One can see the propriety of the word probably advancing through the process to its result in such cases as Rom. ii. 18, or xiv. 22; but to infer thence the lawfulness of so rendering the word in an instance like 1 Cor. xi. 28 is distressingly erroneous. "Let a man approve himself" Never does the Spirit so exhort a believer. Self-judgment is as right as self-approval is shockingly false; and I humbly think that the party for whom our brother wrote need no incentives from man, no perversion of God's word, to help them in a high opinion of their state. "When 'heresy' or self-will is working, and 'schisms' are apparent as the result, we have to 'approve' ourselves as regards our moral and spiritual condition, and so take our place at the table of the Lord, where the most prominent point is, not our rights and privileges or those of others, but the claims of Christ, as Lord of the assembly, and Head of the body." I have cited this notable sentence literatim as it stands, that men of spiritual judgment, yea, that the writer himself, may have the patent proof before all eyes, how completely our brother has failed to purchase to himself a good degree in the faith that is in Christ. "Much boldness" in assertion we all see, and more inaccuracy than ever, since what he ventured to call his "fresh baptism with the Holy Ghost." Let me assure him and our friends that "heresy" is not self-will, that "schisms" are rather the precursor and cause than the result, that we have to "prove" (not "approve") ourselves, that we should do well to beware of confounding the table of the Lord with that of a party, and that it is wholly unscriptural to speak of Christ as Lord "of the assembly." Even in Eph. 5:29 it should be "Christ," not "the Lord" as in the vulgar text and Authorised Version.

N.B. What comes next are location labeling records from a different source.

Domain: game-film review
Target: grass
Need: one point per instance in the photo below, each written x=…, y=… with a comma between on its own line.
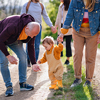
x=77, y=93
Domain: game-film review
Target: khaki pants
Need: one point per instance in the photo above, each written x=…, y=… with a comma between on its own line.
x=80, y=39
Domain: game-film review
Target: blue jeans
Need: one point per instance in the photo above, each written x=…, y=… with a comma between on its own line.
x=17, y=47
x=37, y=44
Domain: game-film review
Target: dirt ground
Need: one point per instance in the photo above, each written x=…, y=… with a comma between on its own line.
x=41, y=81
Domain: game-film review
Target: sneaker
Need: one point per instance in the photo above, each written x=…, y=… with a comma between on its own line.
x=67, y=62
x=25, y=86
x=9, y=91
x=76, y=82
x=87, y=83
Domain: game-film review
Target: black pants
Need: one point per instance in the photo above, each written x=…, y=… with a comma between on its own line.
x=67, y=39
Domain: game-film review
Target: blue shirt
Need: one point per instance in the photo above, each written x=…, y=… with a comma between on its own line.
x=76, y=12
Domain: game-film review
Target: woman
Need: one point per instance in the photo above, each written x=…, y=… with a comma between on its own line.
x=63, y=9
x=85, y=15
x=37, y=10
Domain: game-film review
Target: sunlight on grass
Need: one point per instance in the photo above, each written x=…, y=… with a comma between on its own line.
x=79, y=92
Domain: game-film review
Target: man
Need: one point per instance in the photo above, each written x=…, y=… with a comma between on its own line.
x=36, y=9
x=14, y=31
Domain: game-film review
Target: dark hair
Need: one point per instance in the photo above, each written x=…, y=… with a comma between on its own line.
x=66, y=4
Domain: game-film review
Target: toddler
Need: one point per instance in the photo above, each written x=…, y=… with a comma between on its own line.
x=52, y=56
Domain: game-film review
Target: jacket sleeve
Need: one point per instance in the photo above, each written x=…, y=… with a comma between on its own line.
x=4, y=35
x=43, y=59
x=31, y=51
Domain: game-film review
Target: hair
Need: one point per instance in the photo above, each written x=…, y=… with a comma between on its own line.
x=66, y=4
x=48, y=39
x=90, y=4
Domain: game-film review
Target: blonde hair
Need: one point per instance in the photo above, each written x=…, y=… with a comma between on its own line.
x=90, y=5
x=48, y=39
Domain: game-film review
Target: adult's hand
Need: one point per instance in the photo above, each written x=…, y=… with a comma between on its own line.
x=12, y=59
x=53, y=29
x=36, y=68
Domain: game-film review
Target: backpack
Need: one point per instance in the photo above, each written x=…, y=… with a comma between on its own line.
x=28, y=4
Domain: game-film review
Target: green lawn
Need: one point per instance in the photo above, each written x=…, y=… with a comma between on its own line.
x=77, y=93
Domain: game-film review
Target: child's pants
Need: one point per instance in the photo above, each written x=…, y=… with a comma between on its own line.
x=81, y=38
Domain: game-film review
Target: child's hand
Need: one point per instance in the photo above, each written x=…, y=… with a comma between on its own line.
x=39, y=62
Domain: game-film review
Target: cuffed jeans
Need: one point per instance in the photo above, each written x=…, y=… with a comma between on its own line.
x=37, y=44
x=17, y=47
x=80, y=39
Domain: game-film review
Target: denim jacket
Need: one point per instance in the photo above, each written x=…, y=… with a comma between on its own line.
x=75, y=15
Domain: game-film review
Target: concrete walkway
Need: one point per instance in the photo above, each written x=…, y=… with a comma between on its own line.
x=41, y=81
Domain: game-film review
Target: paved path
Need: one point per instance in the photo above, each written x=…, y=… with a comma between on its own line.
x=41, y=81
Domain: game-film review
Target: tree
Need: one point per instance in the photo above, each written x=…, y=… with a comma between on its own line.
x=9, y=7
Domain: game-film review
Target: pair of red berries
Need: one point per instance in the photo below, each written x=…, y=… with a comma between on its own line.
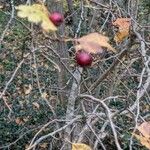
x=57, y=18
x=83, y=58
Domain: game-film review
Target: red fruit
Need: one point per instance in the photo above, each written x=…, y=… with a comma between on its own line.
x=83, y=58
x=57, y=18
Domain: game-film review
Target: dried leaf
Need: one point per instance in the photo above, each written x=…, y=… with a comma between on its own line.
x=36, y=105
x=124, y=26
x=19, y=121
x=80, y=146
x=120, y=35
x=144, y=141
x=1, y=6
x=36, y=13
x=93, y=43
x=144, y=135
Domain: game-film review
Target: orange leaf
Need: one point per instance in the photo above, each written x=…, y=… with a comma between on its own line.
x=124, y=25
x=144, y=136
x=144, y=141
x=120, y=35
x=80, y=146
x=93, y=43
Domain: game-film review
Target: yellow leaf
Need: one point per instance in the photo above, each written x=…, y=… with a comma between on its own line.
x=80, y=146
x=93, y=43
x=124, y=26
x=120, y=35
x=36, y=13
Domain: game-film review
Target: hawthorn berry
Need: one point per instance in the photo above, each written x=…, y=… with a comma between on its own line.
x=83, y=58
x=57, y=18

The aim of all this confusion is obviously to affix the stigma of "heresy," under the erroneous notion of "self-will," on all who do not like themselves "bow" (this is the proper thing and fashionable word) to the Park Street decision as a true assembly judgment. When will these good people learn that only the decision of the gathered saints in London has any such character? This is and has been the avowed principle of brethren hitherto. To speak of the Park Street judgment therefore of itself reveals its independent or party character. And it was avowedly of Park Street only; but for the information of others it was allowed on the notice paper. It was not a proposal submitted for the common decision of all the saints, which, alone in London, as everywhere else in such cases, has the authority of an assembly judgment. It was an independent act and position, the sequel of the independent Declaration in August, 1879, which was the parent not only of Guildford Hall in all its varying phases since that date, but of the entire movement of the party which bears on its brow the brand of distinct and self-condemned independency.